Навеед откашливается, несколько секунд думает и потом предлагает:
— Если у тебя там много дел, давай пришлю кого-нибудь на помощь.
— Просто мелкий ремонт. Здесь вполне хватает людей.
Навеед снова прокашливается. Это небольшое нервное расстройство; оно дает себя знать всякий раз, когда он в замешательстве.
— Ну ночевать же они у тебя не будут?
— Разве что ночевать не будут! Спасибо, что позвонил, и привет Маргарете.
К полудню Ким никак не дает о себе знать, и я понимаю, что это она, скорее всего, заезжала к Навееду: выяснить, жив ли я.
Плотник привозит рамы, устанавливает их и при мне проверяет, как закрываются и открываются. Просит расписаться на квитанции, кладет в карман деньги и удаляется; в углу его рта торчит погасший окурок. Стекольщик с подмастерьями уже давно ушел. Я снова обрел свой дом, его спокойствие, напоминающее умиротворенность выздоравливающего, тайны его полумрака. Поднимаюсь в верхнюю гостиную — бросать вызов призракам. В углах комнаты ни малейшего движения. Я опускаюсь в кресло, лицом к только что починенному окну, и смотрю, как ночь, будто гильотина, опускается на город, кровью заливая горизонт.
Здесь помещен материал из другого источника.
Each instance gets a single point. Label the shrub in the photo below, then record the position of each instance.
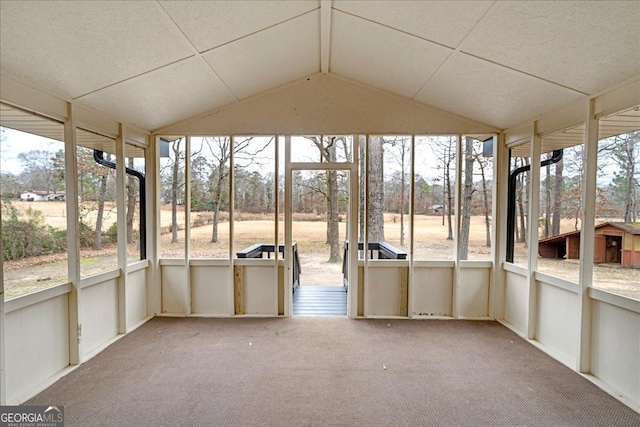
(26, 235)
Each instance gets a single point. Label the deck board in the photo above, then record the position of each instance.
(320, 301)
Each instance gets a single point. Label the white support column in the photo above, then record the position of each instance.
(276, 210)
(187, 224)
(232, 202)
(354, 199)
(156, 189)
(534, 207)
(412, 192)
(498, 223)
(3, 398)
(456, 229)
(73, 233)
(122, 231)
(590, 158)
(365, 227)
(152, 226)
(288, 216)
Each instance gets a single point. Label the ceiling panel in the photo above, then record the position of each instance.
(491, 94)
(208, 24)
(381, 56)
(445, 22)
(272, 57)
(164, 96)
(616, 124)
(587, 46)
(75, 47)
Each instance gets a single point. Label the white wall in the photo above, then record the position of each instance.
(36, 342)
(173, 286)
(432, 289)
(136, 295)
(473, 289)
(99, 314)
(557, 317)
(516, 299)
(211, 289)
(615, 348)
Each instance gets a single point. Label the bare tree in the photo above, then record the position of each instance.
(467, 195)
(178, 157)
(399, 149)
(558, 187)
(132, 194)
(375, 189)
(445, 152)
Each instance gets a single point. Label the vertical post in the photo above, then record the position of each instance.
(288, 217)
(121, 207)
(187, 224)
(354, 200)
(534, 207)
(590, 158)
(153, 225)
(276, 198)
(157, 189)
(456, 229)
(412, 198)
(3, 394)
(498, 224)
(232, 200)
(365, 227)
(73, 233)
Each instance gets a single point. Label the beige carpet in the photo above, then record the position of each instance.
(324, 371)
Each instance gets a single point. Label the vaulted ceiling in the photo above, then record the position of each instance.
(155, 63)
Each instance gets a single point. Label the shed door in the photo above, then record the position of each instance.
(613, 249)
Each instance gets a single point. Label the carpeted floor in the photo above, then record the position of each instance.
(328, 371)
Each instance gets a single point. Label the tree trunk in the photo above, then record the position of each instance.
(375, 213)
(485, 198)
(402, 190)
(131, 202)
(547, 202)
(217, 196)
(174, 191)
(465, 226)
(97, 239)
(449, 205)
(557, 199)
(334, 224)
(630, 202)
(362, 177)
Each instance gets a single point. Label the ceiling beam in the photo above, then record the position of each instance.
(325, 35)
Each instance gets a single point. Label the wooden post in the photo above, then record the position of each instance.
(534, 207)
(276, 210)
(238, 289)
(152, 158)
(412, 197)
(353, 296)
(456, 229)
(121, 207)
(288, 217)
(590, 158)
(498, 225)
(231, 225)
(73, 237)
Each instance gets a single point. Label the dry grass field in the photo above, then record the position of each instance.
(431, 243)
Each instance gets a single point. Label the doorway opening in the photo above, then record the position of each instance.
(319, 226)
(613, 253)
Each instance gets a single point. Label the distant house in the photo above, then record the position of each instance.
(614, 243)
(32, 196)
(42, 196)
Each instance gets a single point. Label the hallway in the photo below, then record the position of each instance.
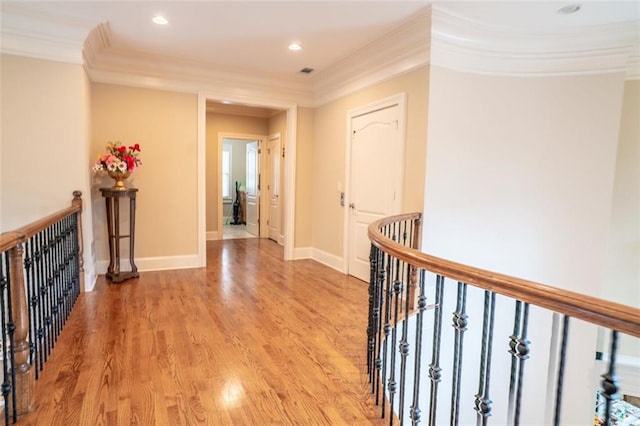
(251, 340)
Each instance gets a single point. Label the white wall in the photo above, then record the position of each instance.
(519, 180)
(621, 281)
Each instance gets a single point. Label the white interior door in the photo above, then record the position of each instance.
(273, 186)
(253, 188)
(375, 185)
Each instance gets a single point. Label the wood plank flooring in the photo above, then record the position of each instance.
(250, 340)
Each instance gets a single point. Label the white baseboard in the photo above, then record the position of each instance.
(302, 253)
(328, 259)
(90, 280)
(159, 263)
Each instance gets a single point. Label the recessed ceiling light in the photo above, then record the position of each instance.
(160, 20)
(569, 9)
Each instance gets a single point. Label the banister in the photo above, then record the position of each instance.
(12, 238)
(12, 245)
(592, 309)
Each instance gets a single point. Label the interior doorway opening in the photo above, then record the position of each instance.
(282, 121)
(239, 174)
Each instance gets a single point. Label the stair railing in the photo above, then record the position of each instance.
(423, 380)
(41, 276)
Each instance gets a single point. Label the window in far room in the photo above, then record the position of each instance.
(226, 171)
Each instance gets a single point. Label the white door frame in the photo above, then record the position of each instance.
(289, 169)
(400, 100)
(247, 138)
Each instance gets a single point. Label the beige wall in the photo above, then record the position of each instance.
(519, 180)
(621, 281)
(44, 153)
(224, 123)
(329, 149)
(44, 125)
(304, 178)
(165, 126)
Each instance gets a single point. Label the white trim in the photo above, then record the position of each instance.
(90, 280)
(404, 49)
(466, 45)
(290, 181)
(328, 259)
(303, 253)
(201, 162)
(290, 163)
(401, 100)
(157, 263)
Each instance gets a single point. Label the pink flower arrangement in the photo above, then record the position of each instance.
(118, 158)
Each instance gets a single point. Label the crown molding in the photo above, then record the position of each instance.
(465, 45)
(105, 64)
(405, 48)
(43, 36)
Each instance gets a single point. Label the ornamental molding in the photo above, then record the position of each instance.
(401, 50)
(43, 36)
(469, 46)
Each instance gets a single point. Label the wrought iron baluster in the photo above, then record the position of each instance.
(435, 372)
(460, 326)
(563, 357)
(6, 368)
(41, 288)
(482, 400)
(381, 307)
(415, 412)
(610, 380)
(373, 261)
(519, 350)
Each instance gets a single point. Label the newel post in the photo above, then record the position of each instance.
(416, 243)
(24, 378)
(77, 201)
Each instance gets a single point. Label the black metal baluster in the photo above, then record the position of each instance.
(29, 267)
(393, 384)
(435, 372)
(6, 368)
(482, 400)
(381, 308)
(373, 261)
(563, 357)
(10, 327)
(460, 325)
(519, 350)
(415, 412)
(388, 298)
(42, 302)
(48, 263)
(404, 341)
(610, 380)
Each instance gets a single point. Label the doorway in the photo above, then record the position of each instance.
(239, 174)
(287, 190)
(375, 158)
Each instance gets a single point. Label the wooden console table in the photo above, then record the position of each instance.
(112, 198)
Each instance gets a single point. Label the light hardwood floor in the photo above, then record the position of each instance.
(250, 340)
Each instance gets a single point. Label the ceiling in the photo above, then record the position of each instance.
(252, 36)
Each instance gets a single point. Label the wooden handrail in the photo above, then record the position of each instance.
(12, 242)
(597, 311)
(12, 238)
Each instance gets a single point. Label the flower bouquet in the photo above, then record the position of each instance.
(119, 161)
Сихем улыбается из рамки, стоящей на стереосистеме. Один глаз у нее больше другого — наверное, из-за вымученной улыбки. Даже если на душе невесело, мы все-таки улыбаемся фотографу, когда он нас уговаривает. Это старая фотография, одна из первых, сделанных после свадьбы. Да, помню, она снималась на паспорт. Сихем не очень хотела, чтобы в медовый месяц мы куда-то уезжали. Она знала, что денег у меня немного, и предпочитала отложить их на квартиру — не такую унылую, как та, что была у нас в пригороде.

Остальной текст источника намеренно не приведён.